Barrier: OHIP fee schedules for medical services that assume a patient has no disability and requires no additional time for the health appointment. For example, some patients with disabilities need more time to undress, get on the assessment table, and then get dressed again. Communication disabilities may lead to needing more time to discuss a patient’s condition with them, including such things as their medical history, diagnosis, and treatment options. Patients with complex disabilities can require more time for their condition to be medically assessed and treatment to be provided or discussed. The individual physician should not be required to personally finance all of this. The current OHIP funding model creates a harmful economic incentive for physicians to avoid taking on patients with significant or complex disabilities as their patient.
#15-5. The OHIP fee schedule should be revised provide for added time to serve the needs of patients with disabilities who need more time for assessment, diagnosis and treatment, to eliminate the harmful financial incentive that the Ontario Government now creates for physicians to avoid treating taking on those patients.
Barrier: People with disabilities working or volunteering in the health care system too often face accessibility barriers in the workplace that also hurt people with disabilities who seek health care services.

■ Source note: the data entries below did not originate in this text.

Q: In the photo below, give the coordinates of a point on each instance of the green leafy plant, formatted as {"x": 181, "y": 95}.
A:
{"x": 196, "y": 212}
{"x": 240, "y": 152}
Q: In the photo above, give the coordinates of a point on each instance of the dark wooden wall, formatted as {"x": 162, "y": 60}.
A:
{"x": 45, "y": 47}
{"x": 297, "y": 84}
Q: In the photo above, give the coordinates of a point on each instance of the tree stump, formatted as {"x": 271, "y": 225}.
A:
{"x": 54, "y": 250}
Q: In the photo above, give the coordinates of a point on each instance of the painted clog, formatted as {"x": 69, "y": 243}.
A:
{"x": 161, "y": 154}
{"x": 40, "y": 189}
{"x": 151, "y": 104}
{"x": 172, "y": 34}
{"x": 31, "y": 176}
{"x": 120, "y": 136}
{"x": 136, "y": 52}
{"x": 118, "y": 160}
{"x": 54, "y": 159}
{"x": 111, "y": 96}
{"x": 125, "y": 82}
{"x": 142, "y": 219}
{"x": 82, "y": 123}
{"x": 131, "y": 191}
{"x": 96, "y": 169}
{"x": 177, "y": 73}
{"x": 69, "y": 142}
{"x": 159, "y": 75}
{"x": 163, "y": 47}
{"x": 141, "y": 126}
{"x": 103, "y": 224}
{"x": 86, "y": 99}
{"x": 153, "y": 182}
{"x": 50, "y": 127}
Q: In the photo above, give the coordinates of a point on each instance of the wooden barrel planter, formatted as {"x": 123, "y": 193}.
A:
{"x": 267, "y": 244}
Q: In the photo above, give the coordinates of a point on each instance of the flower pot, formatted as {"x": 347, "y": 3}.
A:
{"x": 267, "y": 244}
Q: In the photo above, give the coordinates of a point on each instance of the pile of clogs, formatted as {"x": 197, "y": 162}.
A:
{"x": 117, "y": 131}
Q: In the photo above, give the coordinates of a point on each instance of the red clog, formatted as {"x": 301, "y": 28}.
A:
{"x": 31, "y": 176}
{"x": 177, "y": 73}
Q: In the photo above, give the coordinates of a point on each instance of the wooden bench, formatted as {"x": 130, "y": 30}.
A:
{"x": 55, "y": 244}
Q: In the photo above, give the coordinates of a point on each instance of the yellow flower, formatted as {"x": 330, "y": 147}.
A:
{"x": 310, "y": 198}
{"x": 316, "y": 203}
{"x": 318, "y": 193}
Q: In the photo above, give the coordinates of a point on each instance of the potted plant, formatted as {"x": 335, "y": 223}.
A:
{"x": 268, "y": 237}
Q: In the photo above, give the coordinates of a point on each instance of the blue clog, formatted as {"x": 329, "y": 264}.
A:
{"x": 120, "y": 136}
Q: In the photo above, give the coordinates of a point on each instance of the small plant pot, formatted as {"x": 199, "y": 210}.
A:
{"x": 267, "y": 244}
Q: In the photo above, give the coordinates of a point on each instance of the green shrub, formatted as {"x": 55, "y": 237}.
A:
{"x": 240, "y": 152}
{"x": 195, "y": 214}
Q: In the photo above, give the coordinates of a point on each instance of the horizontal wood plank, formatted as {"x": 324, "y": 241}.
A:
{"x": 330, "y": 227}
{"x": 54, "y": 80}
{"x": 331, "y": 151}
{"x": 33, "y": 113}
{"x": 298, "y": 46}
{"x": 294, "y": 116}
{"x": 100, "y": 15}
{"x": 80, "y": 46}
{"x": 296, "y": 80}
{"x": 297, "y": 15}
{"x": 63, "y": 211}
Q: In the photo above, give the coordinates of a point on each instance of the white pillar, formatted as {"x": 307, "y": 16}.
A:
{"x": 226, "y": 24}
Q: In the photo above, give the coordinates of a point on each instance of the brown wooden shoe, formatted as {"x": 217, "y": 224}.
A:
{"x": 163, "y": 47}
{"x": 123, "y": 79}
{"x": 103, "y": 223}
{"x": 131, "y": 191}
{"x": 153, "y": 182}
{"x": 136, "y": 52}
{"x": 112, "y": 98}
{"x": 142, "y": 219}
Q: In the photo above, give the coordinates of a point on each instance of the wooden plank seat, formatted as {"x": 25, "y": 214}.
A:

The intent/rationale of the following recommendations is to ensure that the experience and expertise of people with disabilities working for pay or as volunteers in the health care system is effectively harnessed to help root out the accessibility barriers that impede patients with disabilities and any patients’ support people with disabilities. This is because workplace disability barriers and health care service disability barriers often are the same or substantially overlap.
#16-1. Each hospital and major health care facility should be required to establish a committee of those employees and volunteers with disabilities who wish to voluntarily join it, to give the facility’s senior management feedback on the barriers in the health care facility that could impede patients with disabilities or any patients’ support people with disabilities, and/or employees/volunteers with disabilities.